Russo usefully positions the discussion of joint speech in the broad field of joint action, where a variety of theoretical frameworks co-exist, encompassing both representational and non-representational approaches. In Cummins (2012, 2013) I have sought to consider joint speech within broader embodied, enactive, and hence nonrepresentational approaches to joint action, but I think the topic also holds promise for exegesis within representational frameworks, such as Garrod and Pickering (2009), or Sebanz, Bekkering, and Knoblich (2006).
The question of whether joint speech and associated behaviors bear comparison with animal models is a rich one indeed, and underexplored. The collective dynamics of flocking and shoaling provides one possible route in, and the rich corpus of work by Vicsek and colleagues provides several rich points of comparison (e.g., Néda, Ravasz, Brechet, Vicsek, & Barabási, 2000, or Vicsek & Zafeiris, 2012). No clear analog among apes has been identified, but interesting comparisons have been made in Merker (1999, 2000). Synchronized chorusing in frogs or flashing in fireflies represent a rather different set of relevant behaviors that are characterized by a rigidity of tempo quite unlike human vocal and gestural synchronization. Some relevant discussion is given in Patel (2010, Chapter 7).

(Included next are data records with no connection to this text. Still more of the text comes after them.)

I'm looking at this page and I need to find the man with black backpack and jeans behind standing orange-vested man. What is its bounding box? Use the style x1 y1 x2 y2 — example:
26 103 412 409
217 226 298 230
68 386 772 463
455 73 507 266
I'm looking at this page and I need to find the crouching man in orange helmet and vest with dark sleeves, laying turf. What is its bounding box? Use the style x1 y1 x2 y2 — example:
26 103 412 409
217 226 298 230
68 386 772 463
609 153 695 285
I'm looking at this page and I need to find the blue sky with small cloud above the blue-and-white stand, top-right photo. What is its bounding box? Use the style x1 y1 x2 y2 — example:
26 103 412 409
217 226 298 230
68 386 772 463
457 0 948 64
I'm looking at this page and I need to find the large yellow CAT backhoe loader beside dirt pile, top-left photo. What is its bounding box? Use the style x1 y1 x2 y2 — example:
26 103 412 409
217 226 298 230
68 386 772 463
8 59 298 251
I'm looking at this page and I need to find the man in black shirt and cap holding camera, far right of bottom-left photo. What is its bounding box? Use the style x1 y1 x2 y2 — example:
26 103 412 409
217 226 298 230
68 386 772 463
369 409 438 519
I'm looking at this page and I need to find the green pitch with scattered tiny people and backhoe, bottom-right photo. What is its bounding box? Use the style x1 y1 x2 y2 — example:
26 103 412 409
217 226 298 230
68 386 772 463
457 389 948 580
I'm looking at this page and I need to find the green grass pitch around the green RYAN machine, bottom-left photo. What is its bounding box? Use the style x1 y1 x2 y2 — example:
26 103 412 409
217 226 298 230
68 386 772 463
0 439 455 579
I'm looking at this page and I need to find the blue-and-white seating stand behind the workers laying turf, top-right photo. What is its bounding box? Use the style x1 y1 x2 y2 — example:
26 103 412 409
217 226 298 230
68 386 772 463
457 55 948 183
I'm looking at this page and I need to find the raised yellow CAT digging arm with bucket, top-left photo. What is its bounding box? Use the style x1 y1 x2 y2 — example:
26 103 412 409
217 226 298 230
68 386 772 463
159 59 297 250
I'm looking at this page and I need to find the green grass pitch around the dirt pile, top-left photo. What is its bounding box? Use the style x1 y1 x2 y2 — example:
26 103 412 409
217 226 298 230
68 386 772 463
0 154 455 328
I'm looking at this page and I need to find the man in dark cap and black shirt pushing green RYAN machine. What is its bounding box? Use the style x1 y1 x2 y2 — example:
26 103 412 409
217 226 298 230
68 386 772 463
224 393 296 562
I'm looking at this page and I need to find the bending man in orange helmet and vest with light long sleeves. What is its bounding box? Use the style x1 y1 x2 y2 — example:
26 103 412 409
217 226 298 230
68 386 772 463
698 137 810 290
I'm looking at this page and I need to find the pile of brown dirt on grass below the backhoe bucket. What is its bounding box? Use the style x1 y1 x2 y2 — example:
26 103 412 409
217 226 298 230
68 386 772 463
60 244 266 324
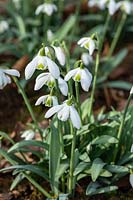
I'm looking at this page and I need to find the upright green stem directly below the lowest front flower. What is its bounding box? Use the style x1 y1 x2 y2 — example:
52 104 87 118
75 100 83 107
68 124 76 194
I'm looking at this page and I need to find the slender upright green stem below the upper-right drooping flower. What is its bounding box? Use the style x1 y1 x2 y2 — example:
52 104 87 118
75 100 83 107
88 52 100 119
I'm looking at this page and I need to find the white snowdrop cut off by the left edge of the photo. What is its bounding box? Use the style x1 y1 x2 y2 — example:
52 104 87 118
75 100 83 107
0 69 20 89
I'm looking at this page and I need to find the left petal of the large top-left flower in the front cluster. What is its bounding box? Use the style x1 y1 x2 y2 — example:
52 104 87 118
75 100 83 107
25 56 38 80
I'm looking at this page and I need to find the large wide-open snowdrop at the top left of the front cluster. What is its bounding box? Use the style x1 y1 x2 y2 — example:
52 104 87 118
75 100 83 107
25 48 60 80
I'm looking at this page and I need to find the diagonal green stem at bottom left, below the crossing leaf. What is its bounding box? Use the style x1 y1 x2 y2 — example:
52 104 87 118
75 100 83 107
24 173 52 199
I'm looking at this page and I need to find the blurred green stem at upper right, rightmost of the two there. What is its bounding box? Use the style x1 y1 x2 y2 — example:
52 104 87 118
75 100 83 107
108 12 127 57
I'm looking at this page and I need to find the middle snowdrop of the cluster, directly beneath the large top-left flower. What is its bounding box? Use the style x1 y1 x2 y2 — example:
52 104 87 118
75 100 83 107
34 73 68 96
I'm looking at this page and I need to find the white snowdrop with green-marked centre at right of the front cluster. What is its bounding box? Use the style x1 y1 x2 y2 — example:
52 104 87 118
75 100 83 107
65 67 92 92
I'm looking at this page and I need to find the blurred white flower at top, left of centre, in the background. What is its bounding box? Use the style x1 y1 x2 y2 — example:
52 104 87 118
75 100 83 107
35 3 57 16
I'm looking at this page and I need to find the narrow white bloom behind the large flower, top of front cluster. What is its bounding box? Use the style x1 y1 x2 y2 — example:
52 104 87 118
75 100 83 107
53 46 66 66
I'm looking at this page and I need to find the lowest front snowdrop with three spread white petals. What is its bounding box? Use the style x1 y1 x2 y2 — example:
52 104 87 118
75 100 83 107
45 99 81 129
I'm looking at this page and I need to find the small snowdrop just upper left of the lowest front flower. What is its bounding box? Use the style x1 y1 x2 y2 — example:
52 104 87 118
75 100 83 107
35 94 58 107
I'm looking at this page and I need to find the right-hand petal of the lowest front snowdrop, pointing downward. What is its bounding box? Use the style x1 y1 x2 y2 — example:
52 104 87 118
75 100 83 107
70 106 81 129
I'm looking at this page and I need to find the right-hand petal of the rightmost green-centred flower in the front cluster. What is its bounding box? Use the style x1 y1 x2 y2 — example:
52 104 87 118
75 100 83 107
81 69 92 92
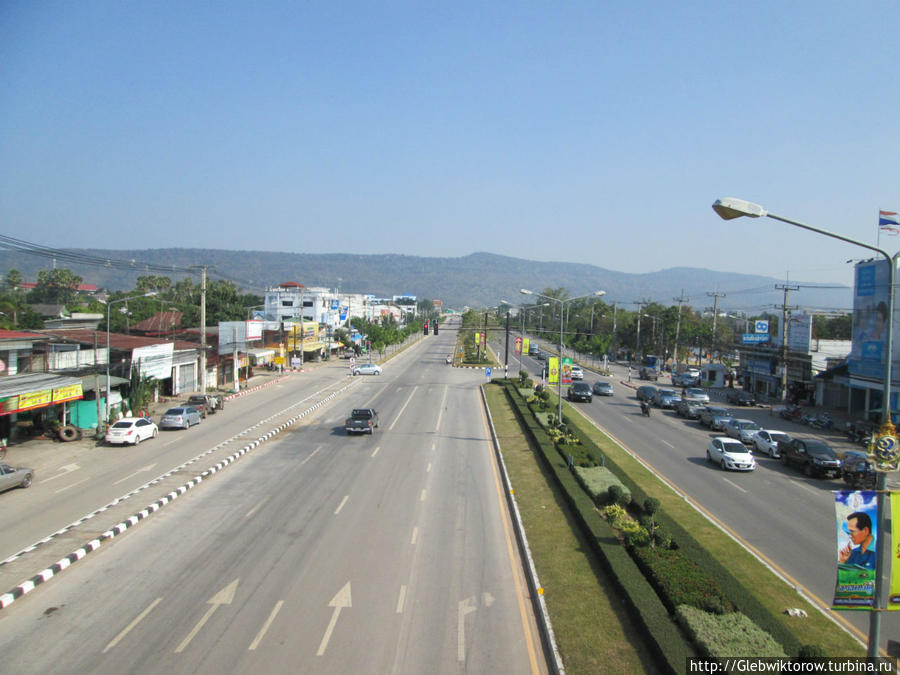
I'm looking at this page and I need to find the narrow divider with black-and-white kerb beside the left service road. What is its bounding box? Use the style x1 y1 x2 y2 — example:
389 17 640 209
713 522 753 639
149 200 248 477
0 380 356 609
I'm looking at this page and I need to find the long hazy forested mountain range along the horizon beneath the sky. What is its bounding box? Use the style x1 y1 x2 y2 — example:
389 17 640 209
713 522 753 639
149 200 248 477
0 248 852 312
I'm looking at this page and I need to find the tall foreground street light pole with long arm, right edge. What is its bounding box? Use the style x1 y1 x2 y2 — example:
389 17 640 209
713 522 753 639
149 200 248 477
712 197 900 657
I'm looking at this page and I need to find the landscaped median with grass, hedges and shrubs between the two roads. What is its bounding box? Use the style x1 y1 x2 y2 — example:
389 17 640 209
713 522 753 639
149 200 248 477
486 385 864 673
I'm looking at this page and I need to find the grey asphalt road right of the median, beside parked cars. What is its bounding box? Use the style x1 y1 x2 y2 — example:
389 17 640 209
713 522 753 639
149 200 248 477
499 338 900 648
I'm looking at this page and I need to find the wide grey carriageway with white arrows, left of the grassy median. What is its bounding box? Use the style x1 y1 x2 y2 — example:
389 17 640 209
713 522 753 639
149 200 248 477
0 330 546 673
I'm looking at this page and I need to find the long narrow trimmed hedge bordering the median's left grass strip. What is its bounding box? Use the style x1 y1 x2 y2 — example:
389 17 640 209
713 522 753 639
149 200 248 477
505 387 697 673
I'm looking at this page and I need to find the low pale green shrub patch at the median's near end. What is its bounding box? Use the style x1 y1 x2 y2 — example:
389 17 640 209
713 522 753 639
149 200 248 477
675 605 787 658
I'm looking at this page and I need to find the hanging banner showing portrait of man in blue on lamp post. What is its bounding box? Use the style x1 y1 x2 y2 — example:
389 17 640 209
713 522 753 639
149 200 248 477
832 490 878 610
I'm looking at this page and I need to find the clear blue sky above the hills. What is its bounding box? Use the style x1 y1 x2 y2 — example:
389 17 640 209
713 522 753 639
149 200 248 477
0 0 900 284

Day-O’Connell opens up discussion of melody and harmony, which I chose to leave unaddressed, as they are elements that most clearly differentiate music from speech generally, and joint speech in particular. There are no clear lines of demarcation here, and Day-O’Connell correctly points out that novel considerations, such as affect and the coordination of difference enter and enrich the debate, drawing our attention to new dimensions of the collective activity that brings forth music, not least to considerations of aesthetics and pleasure. I confess that my starting point as a phonetician leaves me less competent to comment here, but it is my hope that the nonce erasure of imagined boundaries between the domains of speech and song, and more broadly between music and language will encourage others, more qualified than I, to enter the fray.
The suggestion that the working definition of uttering “the same thing at the same time” might usefully be extended to enlarge the set of relevant phenomena is entirely apt and brings many more potential issues to the fore. Beyond enlarging the debate to include more canonical forms of music making, I look forward to finding ways to introduce neglected topics such as synchronized breathing in ritual, or the manner in which mantras are employed to the broad discussion. I thank both commentators and relish the extension of this debate in the future.